The Free Software Foundation (FSF) today launched a fundraising initiative for Replicant, a fully free Android distribution and the first mobile operating system (OS) to run without relying on proprietary system code. Replicant’s small volunteer developer team is focused on improving their OS, while also expanding it to work on more devices. Donations will primarily be used to buy new devices for development and testing — a critical need — but will also help fund infrastructure and promotion for the project.
The FSF’s previous purchase and donation of a Samsung Galaxy Tab 2 allowed the project’s developers to support the tablet, but adding support for a new device requires between $400 and $600 in donations for hardware costs alone. Each device that this long-term fundraising program is able to provide is likely to allow thousands of users of that device to run a free mobile OS for the first time.
Supporters are making these contributions at the FSF-hosted page for the campaign.
While most of Android is already free software, device manufacturers distribute the OS with some key nonfree parts. Those parts are in the layer of Android that communicates with the phone or tablet hardware, such as the WiFi and Bluetooth chips. In addition, every commonly available Android device comes pre-loaded with a variety of proprietary applications running on top of the operating system. Replicant seeks to provide all of the same functionality using only free software.
Users of Replicant have a full suite of free software mobile-optimized applications at their fingertips through F-Droid, Replicant’s default app repository. F-Droid isn’t just for Replicant — it works on all Android-based systems, and the FSF recommends it as a replacement for Google Play store.
FSF executive director John Sullivan, who has been using Replicant on his primary phone for three years, said, “Mobile operating systems distributed by Apple, Microsoft, and Google all require you to use proprietary software. Even one such program in a phone’s application space is enough to threaten our freedom and security — it only takes one open backdoor to gain access. We are proud to support the Replicant project to help users escape the proprietary restrictions imposed by the current major smartphone vendors. There will still be problems remaining to solve, like the proprietary radio firmware and the common practice of locking down phones, but Replicant is a major part of the solution.”
The Replicant project was founded in 2010 by Aaron Williamson, Graziano Sorbaioli, Denis “GNUtoo” Carikli and Bradley M. Kuhn, to unify the efforts of various individuals attempting to produce a fully free Android distribution. Most of the recent development has been done by Carikli and Paul Kocialkowski, both of whom have been instrumental in developing the project’s relationship with the FSF.
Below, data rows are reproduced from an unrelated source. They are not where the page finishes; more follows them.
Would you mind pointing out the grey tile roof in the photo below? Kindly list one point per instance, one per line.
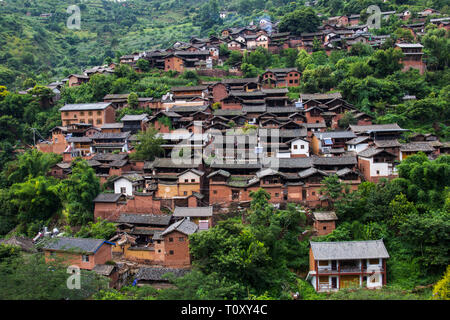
(343, 160)
(370, 152)
(134, 117)
(311, 171)
(224, 173)
(193, 212)
(150, 219)
(417, 146)
(357, 140)
(192, 88)
(325, 216)
(109, 157)
(84, 245)
(156, 274)
(335, 135)
(348, 250)
(387, 143)
(300, 163)
(375, 128)
(115, 125)
(184, 226)
(320, 96)
(108, 197)
(85, 106)
(104, 269)
(79, 139)
(178, 109)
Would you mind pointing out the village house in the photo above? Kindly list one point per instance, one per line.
(324, 222)
(375, 163)
(412, 56)
(156, 276)
(287, 77)
(202, 216)
(83, 252)
(95, 114)
(75, 80)
(172, 245)
(330, 143)
(346, 264)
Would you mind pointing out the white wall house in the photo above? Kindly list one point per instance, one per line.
(128, 184)
(345, 264)
(299, 147)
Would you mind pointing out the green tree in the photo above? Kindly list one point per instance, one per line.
(299, 21)
(78, 193)
(148, 146)
(132, 100)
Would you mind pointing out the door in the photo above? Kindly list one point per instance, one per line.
(333, 282)
(333, 265)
Kocialkowski said, “For a long time, it wasn’t possible to operate a mobile phone using free software, even though that is one of the areas of computing where the most important issues are at stake. Replicant is a free Android derivative, while other Android versions usually require nonfree components to actually run on phones. We expect that having our project supported by the Free Software Foundation’s fundraising program will greatly help the project, particularly by enabling us to build support for more phones.”
As of its 4.0 0004 release on July 22nd, Replicant works on ten devices, including multiple phones from the Samsung Galaxy S line and tablets from the Samsung Galaxy Tab line, as well as the Google Nexus S.
In addition to funding, the Replicant project needs developers, and is listed on the FSF’s High Priority Projects page. Hackers interested in working on Replicant or those with questions about the project should introduce themselves to the IRC channel, #replicant on irc.freenode.org, and the mailing list. Developers interested in porting Replicant to new devices should visit the project’s wiki to get started. Supporters can also help by installing Replicant and submitting bug reports to the developers.
The fundraising campaign is part of the FSF’s Working Together for Free Software initiative, a broad campaign to connect software freedom advocates with projects that need their help. Other projects that have benefited from this program include the web media-publishing platform GNU MediaGoblin and the GNU Octave mathematics and data manipulation package.